Bug 17732

Summary: [2.6.35.x regression] rcu_preempt_state stall warning and machine slow-downs
Product: Platform Specific/Hardware Reporter: Maciej Rutecki (maciej.rutecki)
Component: x86-64Assignee: platform_x86_64 (platform_x86_64)
Status: CLOSED CODE_FIX    
Severity: normal CC: maciej.rutecki, martink, oskarw85.spam, rjw, ua_bugzilla_linux-kernel
Priority: P1    
Hardware: All   
OS: Linux   
Kernel Version: 2.6.35 Tree: Mainline
Regression: Yes
Bug Depends on:    
Bug Blocks: 16055    
Attachments: kernel stall warning
anoter rcu stall warning
rcu stall w/ nasty slowdown
Fix by Thomas Gleixner

Description Maciej Rutecki 2010-09-03 18:48:29 UTC
Subject    : [2.6.35.x regression] rcu_preempt_state stall warning and machine slow-downs
Submitter  : Matthias Dahl <ml_kernel@mortal-soul.de>
Date       : 2010-09-01 6:47
Message-ID : 201009010847.20236.ml_kernel@mortal-soul.de
References : http://marc.info/?l=linux-kernel&m=128332418629305&w=2

This entry is being used for tracking a regression from 2.6.34. Please don't
close it until the problem is fixed in the mainline.
Comment 1 Matthias Dahl 2010-09-06 12:12:31 UTC
Created attachment 29122 [details]
kernel stall warning

This just happened to me again while shutting down. It took several minutes for the shutdown to complete for no apparent reason.
Comment 2 Matthias Dahl 2010-09-08 07:07:06 UTC
Created attachment 29242 [details]
anoter rcu stall warning

Sorry for posting again but this bug is really nerve wrecking and my knowledge of the kernel internals is not as complete as I'd like to trace this myself.
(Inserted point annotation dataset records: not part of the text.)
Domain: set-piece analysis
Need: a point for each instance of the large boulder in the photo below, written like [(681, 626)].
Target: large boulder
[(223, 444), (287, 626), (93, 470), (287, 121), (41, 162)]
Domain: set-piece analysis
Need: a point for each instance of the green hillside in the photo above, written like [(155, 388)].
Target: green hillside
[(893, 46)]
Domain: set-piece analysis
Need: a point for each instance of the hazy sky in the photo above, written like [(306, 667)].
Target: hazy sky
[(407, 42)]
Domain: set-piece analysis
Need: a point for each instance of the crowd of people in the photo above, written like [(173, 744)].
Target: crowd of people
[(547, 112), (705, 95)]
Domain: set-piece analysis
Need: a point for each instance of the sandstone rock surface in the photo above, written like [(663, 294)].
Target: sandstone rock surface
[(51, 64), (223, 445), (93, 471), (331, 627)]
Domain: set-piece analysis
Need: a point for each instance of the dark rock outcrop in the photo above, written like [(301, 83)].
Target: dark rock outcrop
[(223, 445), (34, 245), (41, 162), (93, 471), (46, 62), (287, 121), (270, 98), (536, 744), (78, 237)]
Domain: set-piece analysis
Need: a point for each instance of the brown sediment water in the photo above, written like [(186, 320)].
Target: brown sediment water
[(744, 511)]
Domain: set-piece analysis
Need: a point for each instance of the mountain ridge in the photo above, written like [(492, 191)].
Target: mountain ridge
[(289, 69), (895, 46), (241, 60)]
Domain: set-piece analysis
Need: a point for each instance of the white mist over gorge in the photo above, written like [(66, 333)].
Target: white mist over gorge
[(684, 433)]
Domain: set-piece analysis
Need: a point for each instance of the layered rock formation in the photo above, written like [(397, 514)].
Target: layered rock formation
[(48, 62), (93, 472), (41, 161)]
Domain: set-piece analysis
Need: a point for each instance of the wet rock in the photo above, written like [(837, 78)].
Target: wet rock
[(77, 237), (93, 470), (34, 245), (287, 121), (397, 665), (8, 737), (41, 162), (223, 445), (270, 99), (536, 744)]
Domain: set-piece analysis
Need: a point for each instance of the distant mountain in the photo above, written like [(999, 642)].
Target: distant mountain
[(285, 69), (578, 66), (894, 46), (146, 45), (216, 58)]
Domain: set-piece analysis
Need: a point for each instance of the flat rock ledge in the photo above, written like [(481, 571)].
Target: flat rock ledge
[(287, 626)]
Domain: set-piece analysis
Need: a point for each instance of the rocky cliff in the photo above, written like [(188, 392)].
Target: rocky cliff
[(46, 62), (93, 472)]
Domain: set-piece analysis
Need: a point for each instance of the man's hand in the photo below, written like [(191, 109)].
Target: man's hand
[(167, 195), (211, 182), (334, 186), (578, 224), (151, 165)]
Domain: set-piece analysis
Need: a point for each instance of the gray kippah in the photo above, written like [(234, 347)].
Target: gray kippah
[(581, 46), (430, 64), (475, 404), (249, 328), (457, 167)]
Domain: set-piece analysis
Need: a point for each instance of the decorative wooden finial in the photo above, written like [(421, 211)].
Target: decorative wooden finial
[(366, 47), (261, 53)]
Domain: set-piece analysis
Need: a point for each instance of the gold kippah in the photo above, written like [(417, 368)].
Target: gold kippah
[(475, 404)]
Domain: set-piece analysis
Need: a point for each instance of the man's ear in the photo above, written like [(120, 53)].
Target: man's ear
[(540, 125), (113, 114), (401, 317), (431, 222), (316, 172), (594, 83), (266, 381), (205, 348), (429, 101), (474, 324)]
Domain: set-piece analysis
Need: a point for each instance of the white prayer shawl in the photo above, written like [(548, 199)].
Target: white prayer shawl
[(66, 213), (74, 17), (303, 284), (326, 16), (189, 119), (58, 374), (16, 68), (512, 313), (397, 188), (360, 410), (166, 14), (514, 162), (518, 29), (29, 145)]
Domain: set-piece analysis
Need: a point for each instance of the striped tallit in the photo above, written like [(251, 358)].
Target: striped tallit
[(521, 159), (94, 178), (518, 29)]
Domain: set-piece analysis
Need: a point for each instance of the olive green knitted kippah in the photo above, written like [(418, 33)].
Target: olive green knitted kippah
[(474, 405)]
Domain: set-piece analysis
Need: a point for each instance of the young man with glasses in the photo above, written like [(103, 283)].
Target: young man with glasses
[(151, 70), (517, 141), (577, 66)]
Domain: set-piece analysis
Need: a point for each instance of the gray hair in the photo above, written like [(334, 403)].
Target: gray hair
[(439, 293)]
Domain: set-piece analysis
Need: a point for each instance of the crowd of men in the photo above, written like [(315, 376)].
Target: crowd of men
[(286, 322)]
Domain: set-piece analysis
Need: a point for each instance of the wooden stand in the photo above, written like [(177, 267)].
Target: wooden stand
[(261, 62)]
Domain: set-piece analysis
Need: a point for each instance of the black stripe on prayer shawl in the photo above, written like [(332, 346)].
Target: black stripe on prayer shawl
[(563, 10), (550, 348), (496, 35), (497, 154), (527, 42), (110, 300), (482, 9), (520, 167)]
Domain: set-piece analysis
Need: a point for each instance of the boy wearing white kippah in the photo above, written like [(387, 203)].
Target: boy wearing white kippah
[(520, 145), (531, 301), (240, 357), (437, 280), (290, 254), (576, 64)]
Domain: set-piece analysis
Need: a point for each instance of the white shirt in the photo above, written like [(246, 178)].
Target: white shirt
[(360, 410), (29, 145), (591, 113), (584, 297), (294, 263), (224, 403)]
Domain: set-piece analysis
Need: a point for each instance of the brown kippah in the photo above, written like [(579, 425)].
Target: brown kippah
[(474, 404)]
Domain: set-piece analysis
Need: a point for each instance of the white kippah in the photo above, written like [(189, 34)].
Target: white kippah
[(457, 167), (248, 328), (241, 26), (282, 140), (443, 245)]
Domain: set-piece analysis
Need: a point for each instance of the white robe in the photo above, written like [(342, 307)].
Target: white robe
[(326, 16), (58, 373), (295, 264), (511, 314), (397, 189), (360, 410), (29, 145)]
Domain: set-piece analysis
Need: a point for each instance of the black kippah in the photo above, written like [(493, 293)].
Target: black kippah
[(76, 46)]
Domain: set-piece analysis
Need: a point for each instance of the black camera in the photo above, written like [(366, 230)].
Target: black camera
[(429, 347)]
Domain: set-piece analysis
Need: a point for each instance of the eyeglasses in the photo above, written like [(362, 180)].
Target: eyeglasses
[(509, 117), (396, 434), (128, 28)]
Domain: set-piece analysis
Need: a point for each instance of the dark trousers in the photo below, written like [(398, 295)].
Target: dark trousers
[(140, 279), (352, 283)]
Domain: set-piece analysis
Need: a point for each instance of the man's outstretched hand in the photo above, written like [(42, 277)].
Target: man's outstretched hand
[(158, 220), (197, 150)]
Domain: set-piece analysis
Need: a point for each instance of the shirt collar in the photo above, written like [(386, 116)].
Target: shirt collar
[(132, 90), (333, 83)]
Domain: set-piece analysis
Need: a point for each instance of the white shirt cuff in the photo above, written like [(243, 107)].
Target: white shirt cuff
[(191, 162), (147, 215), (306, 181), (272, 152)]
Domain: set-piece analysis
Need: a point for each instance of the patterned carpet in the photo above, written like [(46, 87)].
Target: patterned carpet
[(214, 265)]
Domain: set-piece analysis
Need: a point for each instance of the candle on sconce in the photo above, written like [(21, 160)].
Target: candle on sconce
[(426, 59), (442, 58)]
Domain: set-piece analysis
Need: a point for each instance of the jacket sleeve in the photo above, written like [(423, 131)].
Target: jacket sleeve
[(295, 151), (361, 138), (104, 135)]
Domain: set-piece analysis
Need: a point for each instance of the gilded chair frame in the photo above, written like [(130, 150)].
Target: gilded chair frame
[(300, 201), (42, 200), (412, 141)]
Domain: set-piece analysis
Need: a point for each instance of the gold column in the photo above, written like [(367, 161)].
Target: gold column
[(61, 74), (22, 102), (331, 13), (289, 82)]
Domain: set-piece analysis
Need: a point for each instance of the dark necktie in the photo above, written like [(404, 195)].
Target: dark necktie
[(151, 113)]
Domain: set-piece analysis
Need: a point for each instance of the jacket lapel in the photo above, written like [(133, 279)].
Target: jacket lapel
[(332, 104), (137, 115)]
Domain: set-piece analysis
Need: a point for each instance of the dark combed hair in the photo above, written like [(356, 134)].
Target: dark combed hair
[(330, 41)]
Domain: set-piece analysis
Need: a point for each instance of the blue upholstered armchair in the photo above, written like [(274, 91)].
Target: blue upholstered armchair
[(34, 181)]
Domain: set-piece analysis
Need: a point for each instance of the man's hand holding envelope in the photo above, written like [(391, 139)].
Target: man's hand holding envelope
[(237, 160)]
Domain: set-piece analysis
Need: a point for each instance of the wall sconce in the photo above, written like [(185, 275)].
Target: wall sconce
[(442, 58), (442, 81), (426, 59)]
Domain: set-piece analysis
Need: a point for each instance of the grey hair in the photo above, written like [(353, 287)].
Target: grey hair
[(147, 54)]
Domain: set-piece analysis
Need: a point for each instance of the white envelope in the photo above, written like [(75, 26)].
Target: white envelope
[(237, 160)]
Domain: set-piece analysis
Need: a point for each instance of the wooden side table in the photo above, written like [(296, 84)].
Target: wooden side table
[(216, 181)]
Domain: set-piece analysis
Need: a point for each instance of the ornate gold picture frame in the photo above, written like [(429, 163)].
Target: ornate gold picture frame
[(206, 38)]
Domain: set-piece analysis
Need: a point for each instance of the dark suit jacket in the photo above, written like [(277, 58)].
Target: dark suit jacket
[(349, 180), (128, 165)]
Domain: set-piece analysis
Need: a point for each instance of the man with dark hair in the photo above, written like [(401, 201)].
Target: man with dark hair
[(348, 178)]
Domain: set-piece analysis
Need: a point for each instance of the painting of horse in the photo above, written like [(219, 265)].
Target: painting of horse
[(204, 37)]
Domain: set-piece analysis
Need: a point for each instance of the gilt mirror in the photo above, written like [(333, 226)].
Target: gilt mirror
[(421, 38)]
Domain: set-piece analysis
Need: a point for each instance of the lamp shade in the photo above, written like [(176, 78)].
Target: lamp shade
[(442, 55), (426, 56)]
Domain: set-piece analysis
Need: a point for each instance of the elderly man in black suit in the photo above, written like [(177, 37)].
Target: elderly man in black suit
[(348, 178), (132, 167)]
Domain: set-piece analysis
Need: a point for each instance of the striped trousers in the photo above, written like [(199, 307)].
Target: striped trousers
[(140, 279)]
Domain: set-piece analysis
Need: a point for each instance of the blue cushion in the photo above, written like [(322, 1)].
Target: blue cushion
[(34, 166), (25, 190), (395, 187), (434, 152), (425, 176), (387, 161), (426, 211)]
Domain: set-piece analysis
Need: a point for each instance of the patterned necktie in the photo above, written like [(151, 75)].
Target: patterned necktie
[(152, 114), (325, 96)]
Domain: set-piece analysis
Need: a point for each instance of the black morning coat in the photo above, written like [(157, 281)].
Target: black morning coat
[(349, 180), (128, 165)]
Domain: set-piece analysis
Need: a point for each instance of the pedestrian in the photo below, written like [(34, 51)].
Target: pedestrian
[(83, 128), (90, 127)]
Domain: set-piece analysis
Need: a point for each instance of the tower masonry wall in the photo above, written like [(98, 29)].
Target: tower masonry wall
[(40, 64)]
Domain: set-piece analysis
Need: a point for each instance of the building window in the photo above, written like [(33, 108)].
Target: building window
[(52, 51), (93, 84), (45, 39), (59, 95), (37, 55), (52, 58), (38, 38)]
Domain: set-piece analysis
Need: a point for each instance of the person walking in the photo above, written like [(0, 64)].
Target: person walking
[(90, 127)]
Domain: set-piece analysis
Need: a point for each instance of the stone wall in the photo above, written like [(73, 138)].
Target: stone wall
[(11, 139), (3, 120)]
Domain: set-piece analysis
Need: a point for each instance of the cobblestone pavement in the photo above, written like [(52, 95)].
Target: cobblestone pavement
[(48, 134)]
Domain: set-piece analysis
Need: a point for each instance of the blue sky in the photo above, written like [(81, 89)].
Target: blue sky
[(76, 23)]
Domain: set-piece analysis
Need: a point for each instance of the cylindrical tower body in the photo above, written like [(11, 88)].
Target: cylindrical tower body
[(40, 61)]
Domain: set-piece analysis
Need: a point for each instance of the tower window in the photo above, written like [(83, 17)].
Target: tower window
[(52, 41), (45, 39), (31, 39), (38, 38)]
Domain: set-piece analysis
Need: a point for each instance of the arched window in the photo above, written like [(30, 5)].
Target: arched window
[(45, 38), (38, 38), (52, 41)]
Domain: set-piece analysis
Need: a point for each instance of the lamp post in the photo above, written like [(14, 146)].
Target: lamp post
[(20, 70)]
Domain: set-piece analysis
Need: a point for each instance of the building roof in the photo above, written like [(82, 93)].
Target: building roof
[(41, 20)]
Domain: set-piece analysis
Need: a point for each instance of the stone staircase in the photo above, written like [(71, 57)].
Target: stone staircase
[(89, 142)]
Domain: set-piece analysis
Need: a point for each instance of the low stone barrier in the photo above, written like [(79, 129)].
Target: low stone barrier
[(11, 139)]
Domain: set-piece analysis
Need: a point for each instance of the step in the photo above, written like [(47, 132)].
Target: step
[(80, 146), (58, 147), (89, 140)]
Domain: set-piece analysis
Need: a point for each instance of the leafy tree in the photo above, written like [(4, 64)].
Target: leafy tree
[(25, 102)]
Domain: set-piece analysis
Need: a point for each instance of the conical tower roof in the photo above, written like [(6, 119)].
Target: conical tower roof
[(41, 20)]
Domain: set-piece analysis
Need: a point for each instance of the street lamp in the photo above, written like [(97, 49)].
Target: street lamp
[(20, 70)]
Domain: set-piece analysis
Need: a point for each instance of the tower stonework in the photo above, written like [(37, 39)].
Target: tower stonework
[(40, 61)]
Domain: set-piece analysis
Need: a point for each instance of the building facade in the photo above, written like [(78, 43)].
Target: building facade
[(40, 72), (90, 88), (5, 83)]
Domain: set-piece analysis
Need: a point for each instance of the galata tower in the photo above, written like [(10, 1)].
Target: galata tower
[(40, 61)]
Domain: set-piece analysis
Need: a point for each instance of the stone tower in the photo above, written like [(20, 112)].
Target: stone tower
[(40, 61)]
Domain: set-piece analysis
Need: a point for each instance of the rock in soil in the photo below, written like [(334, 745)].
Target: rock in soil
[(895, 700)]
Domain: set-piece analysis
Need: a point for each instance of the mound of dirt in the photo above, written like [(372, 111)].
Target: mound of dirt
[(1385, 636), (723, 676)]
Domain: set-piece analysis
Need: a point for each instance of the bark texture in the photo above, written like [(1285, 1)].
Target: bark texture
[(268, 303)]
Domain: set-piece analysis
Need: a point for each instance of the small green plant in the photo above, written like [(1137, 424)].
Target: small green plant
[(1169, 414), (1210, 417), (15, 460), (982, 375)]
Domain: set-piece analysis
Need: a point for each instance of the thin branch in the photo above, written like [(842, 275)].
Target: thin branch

Attached is another instance of a rcu stall warning. This almost exclusively happens while the machine is under load. All kernels prior 2.6.35 are fine. What pops up in all backtraces is one core is in delay_tsc(). I don't know if this is relevant.

Yesterday I got the following effect which falls under the slowdown category: Watching a video w/ vlc, the video and audio started stuttering and always mostly recovered while I was moving the mouse around. As soon as I stopped, it was back to stuttering. This has happened before too exclusively w/ 2.6.35.x. :-(
Comment 3 Matthias Dahl 2010-09-08 07:09:35 UTC
Forgot the following important bit: Restarting X or anything alike did not help, I had to restart the machine which took longer than usual to restart. There were no processes stuck or consuming any relevant amount of CPU time.
Comment 4 Matthias Dahl 2010-09-14 07:54:19 UTC
Created attachment 29922 [details]
rcu stall w/ nasty slowdown

This is a backtrace from a rcu stall warning that happened w/ a nasty slowdown.
Comment 5 Martin Kepplinger 2010-09-15 11:27:29 UTC
I have the exact same problem, you described it very well. I use a Lenovo G550 Laptop.

/var/log/messages shows 

Sep 15 12:15:51 mobil pulseaudio[1456]: ratelimit.c: 19 events suppressed
Sep 15 12:15:57 mobil pulseaudio[1456]: ratelimit.c: 25 events suppressed
Sep 15 12:16:02 mobil pulseaudio[1456]: ratelimit.c: 6 events suppressed

while video-playback. These warning stop when I stop the video. The system however stays unusably slow / "stucky". Reboot takes too long at that point, so I mostly interrupt it.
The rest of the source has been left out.